E3 2011: Ubisoft Enters Free-to-Play Market with Tom Clancy’s Ghost Recon Online


    Ubisoft’s relationship with bestselling author Tom Clancy has been very lucrative for the French game publisher. The French game publisher has sold over 63 million Tom Clancy video games since Tom Clancy’s Politika launched in 1997. Video games like Tom Clancy’s Ghost Recon, Tom Clancy’s Splinter Cell, Tom Clancy’s Rainbow Six, Tom Clancy’s EndWar, and Tom Clancy’s Hawx have connected the Clancy brand with a diverse male gaming demographic and helped catapult Ubisoft to a top-tier publisher. Now the publisher is targeting an even broader audience with Tom Clancy’s Ghost Recon Online, the first free-to-play online PC game,which is playable at E3 this week.



    Ghost Recon Online introduces first-person shooting action set within a near-future world. Players will traverse global hot spots like Moscow and engage in eight-player versus eight-player shooting action. The new game will feature the elite U.S. military warriors known as the Ghosts, because they can get in behind enemy lines, take out key targets, and then disappear.

    “The shooter genre is a very crowded space and we believe this game offers something unique to fans of the genre,” said Theo Sanders, the creative director of Ghost Recon Online. “There’s no barrier to entry, which means it’s easy for gamers to get into the game with their friends and have a social experience.”

    Sanders said the game has been built to capitalize on the micro-transaction business model that has been so successful in Asia. Players will be able to play the game for free at their own pace, upgrading their characters and weapons. But for those who want to level up quicker, they can purchase in-game weapons and upgrades.

    The game, which is the first project completely developed at Ubisoft’s Singapore studio, will launch later this year with four or five maps to play on. Additional maps will be released on a regular basis.

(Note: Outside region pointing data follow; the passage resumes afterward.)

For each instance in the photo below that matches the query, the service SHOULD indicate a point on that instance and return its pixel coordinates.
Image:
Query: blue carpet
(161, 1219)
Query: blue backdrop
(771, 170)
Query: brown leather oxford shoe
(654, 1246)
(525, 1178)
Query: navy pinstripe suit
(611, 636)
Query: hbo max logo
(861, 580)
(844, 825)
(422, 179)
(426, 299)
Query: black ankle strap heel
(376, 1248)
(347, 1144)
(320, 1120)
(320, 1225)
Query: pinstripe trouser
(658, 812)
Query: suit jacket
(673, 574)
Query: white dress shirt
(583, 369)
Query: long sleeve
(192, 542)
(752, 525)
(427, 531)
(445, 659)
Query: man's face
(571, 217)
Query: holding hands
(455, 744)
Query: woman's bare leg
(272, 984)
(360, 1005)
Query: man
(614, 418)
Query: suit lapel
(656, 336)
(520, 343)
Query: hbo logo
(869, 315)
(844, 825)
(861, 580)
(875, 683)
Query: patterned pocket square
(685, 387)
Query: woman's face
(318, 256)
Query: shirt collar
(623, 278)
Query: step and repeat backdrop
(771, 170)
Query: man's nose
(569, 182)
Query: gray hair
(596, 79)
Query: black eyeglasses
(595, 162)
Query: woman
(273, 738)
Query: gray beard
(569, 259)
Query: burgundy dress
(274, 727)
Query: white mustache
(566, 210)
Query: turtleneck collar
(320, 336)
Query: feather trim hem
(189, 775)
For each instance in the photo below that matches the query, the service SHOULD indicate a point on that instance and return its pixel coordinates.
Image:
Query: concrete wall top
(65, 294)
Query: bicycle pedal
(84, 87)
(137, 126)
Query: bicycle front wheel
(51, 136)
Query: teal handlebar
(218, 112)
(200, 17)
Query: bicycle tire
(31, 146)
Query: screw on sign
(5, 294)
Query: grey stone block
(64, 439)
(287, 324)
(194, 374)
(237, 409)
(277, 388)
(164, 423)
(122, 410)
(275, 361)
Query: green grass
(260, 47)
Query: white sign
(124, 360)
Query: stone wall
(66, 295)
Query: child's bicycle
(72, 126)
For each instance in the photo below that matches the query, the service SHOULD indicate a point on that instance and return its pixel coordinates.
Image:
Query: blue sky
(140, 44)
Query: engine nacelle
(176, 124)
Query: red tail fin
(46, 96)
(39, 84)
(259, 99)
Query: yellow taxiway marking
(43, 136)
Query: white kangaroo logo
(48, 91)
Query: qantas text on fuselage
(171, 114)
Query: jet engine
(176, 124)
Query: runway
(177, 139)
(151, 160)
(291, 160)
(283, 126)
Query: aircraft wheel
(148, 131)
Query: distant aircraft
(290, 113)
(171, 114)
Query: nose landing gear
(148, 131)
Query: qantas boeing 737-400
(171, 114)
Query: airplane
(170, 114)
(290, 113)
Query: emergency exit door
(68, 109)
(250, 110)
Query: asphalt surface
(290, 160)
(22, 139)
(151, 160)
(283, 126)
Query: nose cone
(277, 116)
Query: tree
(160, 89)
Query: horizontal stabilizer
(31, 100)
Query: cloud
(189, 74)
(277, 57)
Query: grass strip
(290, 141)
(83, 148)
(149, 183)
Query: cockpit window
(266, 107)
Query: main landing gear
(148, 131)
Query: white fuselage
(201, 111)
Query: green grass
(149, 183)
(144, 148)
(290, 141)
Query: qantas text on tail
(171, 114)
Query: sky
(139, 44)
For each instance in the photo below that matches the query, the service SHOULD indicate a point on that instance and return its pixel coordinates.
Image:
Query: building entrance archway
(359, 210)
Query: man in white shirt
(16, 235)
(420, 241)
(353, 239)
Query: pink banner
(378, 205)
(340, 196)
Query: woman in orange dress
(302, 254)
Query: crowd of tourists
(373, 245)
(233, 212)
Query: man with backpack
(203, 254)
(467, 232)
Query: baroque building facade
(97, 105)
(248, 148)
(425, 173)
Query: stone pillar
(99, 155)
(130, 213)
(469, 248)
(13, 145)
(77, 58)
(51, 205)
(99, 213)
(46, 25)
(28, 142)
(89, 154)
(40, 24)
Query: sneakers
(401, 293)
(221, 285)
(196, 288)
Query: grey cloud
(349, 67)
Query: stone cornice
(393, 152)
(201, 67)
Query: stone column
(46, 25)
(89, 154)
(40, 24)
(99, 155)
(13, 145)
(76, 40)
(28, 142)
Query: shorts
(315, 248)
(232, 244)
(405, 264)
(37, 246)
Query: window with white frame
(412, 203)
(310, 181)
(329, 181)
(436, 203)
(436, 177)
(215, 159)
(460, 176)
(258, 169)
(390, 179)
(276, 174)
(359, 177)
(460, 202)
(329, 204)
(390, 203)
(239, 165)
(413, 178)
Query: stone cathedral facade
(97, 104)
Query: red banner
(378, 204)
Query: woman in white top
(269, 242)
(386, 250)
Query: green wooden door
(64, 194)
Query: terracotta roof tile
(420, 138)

    Ubisoft will continue to support the retail Ghost Recon franchise with new games like Tom Clancy’s Ghost Recon: Future Soldier, which ships for PC, Xbox 360 and PlayStation 3 on October 1.

    “This is really a community-driven game,” said Sanders. “Over the next couple of years, the game community will become the designer of the game or the owner of the IP, which is really a unique difference from a retail title. And the design team becomes more of a curator of the game than anything else.”

    This game will also help Ubisoft attract a larger audience for Ghost Recon. Ubisoft Motion Pictures, a new division of the game company focusing on film and television projects, is developing a Ghost Recon feature film. The company is also developing a Splinter Cell movie, as well as an Assassin’s Creed film. All three of these movies will be filmed in 3D. Ubisoft will partner with Hollywood studios and talent to make the films, but hopes to keep creative control of the projects.

    Back in 2000, Ubisoft purchased Tom Clancy’s video game studio, Red Storm Entertainment. In March 2008, Ubisoft bought the Tom Clancy name outright, which eliminates the royalty for each game that the company previously paid the best-selling author. It also gave the publisher all intellectual property rights to the Tom Clancy name, on a perpetual basis and free of all related future royalty payments, for use in videogames and ancillary products including related books, movies and merchandising products.